Stream Interfaces
Stream interfaces model unidirectional data bursts from one component to another. They correspond to AXI4-Stream and Vitis HLS stream bus protocols. Two interface classes are available: StreamIF for point-to-point connections and CrossBarIF for n-input × m-output switching fabrics.
Point-to-point: StreamIF
StreamIF connects one master endpoint to one slave endpoint.

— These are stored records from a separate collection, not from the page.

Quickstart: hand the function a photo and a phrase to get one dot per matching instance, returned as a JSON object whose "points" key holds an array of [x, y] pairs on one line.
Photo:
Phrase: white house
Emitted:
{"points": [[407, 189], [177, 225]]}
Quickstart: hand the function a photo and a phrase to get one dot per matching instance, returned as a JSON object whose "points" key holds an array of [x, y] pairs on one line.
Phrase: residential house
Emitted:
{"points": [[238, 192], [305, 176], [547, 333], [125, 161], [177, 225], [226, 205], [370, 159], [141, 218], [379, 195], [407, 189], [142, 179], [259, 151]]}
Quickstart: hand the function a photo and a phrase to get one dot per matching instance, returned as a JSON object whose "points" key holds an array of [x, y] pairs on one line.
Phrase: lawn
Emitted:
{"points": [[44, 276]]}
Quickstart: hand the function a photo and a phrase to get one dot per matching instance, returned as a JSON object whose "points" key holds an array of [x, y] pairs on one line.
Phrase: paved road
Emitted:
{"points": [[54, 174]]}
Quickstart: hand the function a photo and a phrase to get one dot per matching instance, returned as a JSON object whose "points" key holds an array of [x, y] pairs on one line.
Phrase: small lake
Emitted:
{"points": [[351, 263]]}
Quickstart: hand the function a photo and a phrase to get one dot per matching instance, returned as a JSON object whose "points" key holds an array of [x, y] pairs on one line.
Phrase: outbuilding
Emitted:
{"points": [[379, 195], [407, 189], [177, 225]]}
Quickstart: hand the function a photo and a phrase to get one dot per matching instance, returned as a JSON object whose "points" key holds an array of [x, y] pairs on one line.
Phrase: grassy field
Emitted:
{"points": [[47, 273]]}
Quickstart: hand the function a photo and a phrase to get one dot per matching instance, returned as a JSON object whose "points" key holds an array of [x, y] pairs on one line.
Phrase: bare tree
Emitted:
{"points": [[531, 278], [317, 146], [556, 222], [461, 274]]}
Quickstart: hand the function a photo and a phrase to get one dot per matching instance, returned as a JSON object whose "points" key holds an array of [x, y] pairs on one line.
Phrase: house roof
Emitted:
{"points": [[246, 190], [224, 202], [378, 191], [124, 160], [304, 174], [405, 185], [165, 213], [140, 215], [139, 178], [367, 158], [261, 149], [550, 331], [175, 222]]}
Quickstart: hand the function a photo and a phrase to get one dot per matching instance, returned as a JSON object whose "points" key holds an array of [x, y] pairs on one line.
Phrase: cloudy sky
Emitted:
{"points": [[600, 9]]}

The master calls write(words) to push a burst; the slave receives it via an rx_proc callback after the modelled latency.
Classes
| Class | Role | Key parameters |
|---|---|---|
StreamIF |
Interface | clk, bitwidth, latency_init |
StreamIFMaster |
Master endpoint | bitwidth |
StreamIFSlave |
Slave endpoint | bitwidth, rx_proc, queue_size |
Latency model
transfer_time = (latency_init + nwords) / clk.freq [seconds]
latency_init— fixed cycles for wire delay, arbitration, etc.nwords— one additional cycle per word in the burst (one beat per clock)
Pipelined processing
Use get_pipelined / write_pipelined when the component processes data as it streams through (rather than buffering the full burst first). These methods carry pipeline timing explicitly so the simulation reflects the latency and throughput of synthesized hardware.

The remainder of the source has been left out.